Si Mme A… produit un formulaire dactylographié de demande d’admission exceptionnelle au séjour et d’autorisation de travail au titre des métiers en tension daté du 5 novembre 2025, elle soutient seulement, sans aucunement l’établir, avoir déposé cette demande le 7 novembre 2025. À défaut de tout élément de preuve du dépôt de sa demande, elle ne saurait valablement reprocher au préfet de ne pas y avoir statué. Dans ces conditions, il est manifeste que la demande présentée au tribunal ne présente pas un caractère d’utilité.

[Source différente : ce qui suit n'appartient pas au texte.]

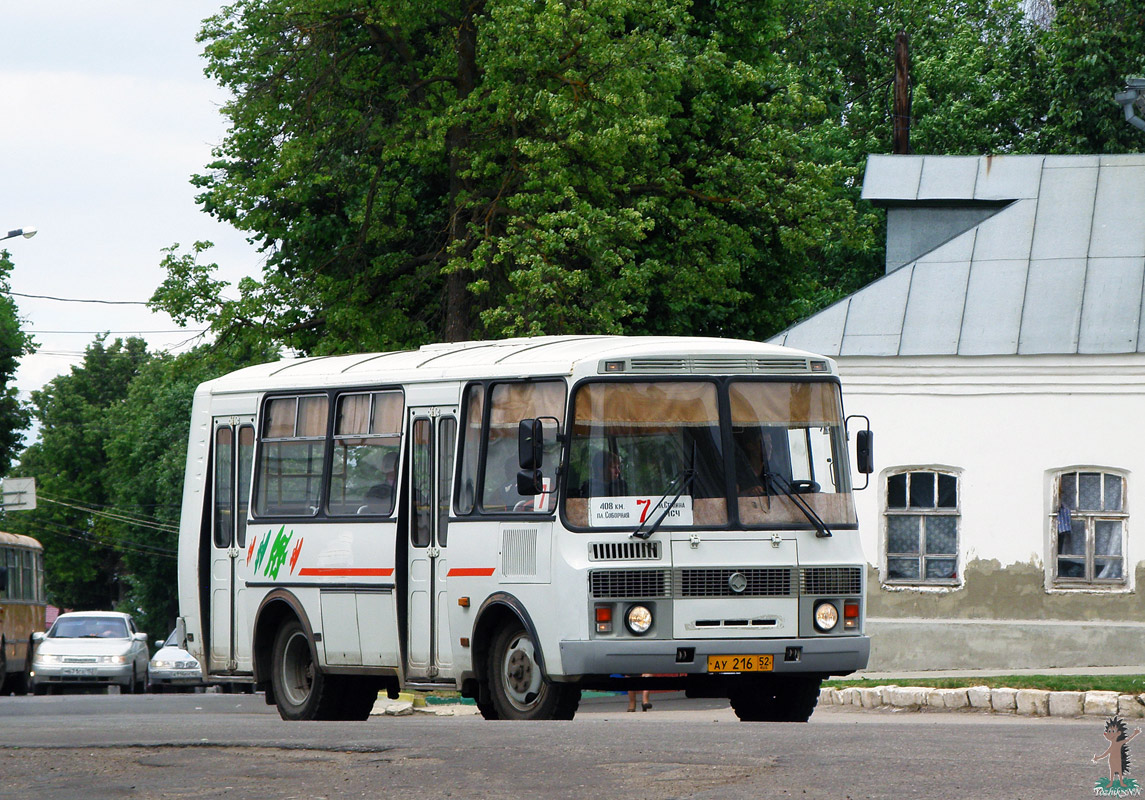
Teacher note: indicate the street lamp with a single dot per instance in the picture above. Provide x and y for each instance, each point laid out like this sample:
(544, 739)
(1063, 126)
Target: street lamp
(26, 232)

En tout état de cause, il ressort des pièces transmises par Mme A… à l’appui de sa requête, que celle-ci, de nationalité comorienne, est entrée en France à une date indéterminée, et de façon irrégulière à défaut d’être munie d’un visa. Sollicitant une demande d’admission exceptionnelle au séjour, il apparaît que Mme A… se trouve actuellement en situation irrégulière sur le territoire français concédant résider actuellement chez sa sœur et vivre des aides de son frère. S’étant elle-même placée dans une telle situation, le refus du préfet de statuer explicitement sur sa demande de titre de séjour n’emporte aucune modification de sa situation actuelle. Si cette situation peut peser sur les conditions de vie de la famille de sa sœur et pèse sur les finances de son frère, la requérante ne produit également aucun élément suffisamment précis permettant d’apprécier concrètement la gravité de la situation dans laquelle elle placerait ses proches. Dans ces conditions, la condition d’urgence n’apparaît pas non plus satisfaite.

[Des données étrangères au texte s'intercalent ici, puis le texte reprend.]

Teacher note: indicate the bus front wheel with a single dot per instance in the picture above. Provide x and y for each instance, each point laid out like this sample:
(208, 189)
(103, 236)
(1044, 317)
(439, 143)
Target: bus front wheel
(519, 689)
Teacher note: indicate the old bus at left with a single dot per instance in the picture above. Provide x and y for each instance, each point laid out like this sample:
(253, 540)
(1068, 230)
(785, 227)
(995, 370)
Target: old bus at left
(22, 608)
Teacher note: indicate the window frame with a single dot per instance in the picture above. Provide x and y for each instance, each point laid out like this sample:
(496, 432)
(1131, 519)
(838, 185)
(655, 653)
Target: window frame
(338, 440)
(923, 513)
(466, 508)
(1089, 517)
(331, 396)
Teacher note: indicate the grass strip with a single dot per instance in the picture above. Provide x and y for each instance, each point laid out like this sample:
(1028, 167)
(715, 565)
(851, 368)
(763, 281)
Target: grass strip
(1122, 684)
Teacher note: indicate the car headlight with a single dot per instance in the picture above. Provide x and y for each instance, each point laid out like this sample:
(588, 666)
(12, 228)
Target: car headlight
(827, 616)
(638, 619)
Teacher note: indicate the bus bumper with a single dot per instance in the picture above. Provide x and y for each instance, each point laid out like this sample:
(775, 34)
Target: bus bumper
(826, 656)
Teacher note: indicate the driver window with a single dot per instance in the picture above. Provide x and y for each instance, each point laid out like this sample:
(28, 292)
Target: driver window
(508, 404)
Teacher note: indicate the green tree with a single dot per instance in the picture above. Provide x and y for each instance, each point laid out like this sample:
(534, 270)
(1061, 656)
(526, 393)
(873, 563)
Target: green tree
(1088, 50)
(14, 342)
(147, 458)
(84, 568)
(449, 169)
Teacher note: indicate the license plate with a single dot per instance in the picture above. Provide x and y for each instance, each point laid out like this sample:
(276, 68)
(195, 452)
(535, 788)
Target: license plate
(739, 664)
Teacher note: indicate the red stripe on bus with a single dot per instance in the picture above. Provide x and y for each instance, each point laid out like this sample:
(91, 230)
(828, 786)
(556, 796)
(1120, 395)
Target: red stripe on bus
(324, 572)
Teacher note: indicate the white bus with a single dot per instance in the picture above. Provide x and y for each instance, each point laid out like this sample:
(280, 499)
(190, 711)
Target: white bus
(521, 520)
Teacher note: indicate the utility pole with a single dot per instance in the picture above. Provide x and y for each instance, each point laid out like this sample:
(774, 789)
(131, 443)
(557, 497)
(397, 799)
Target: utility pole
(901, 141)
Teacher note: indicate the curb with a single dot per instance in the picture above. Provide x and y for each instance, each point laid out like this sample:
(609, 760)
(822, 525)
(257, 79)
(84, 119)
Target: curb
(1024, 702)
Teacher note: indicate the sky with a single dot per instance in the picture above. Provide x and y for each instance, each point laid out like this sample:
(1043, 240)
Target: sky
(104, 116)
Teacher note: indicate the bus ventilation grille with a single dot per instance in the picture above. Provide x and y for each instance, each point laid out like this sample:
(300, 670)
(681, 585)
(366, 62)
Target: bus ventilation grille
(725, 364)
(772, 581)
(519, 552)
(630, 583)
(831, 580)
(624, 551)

Enfin, à supposer sa demande de titre de séjour déposée le 7 novembre 2025, comme elle le prétend, cette circonstance impliquerait de considérer, compte tenu des dispositions des articles R. 432-1 et R. 432-2 du code de l’entrée et du séjour des étrangers et du droit d’asile, qu’une décision implicite de rejet de sa demande est née le 7 mars 2026, impliquant l’exercice d’un recours pour excès de pouvoir, le cas échéant, assorti d’un référé, non sur le fondement de l’article L. 521-3 du code de justice administrative, mais sur celui de l’article L. 521-1 du même code.
Il résulte de ce qui précède que la requête de Mme A… peut être rejetée par application de l’article L. 522-3 du code de justice administrative.
ORDONNE :
Article 1er : La requête de Mme A… est rejetée.
Article 2 : La présente ordonnance sera notifiée à Mme B… A….
Fait à Rennes le 17 avril 2026.
Le juge des référés,
signé
W. Desbourdes
La République mande et ordonne au ministre de l’intérieur en ce qui le concerne ou à tous commissaires de justice à ce requis en ce qui concerne les voies de droit commun contre les parties privées, de pourvoir à l’exécution de la présente décision.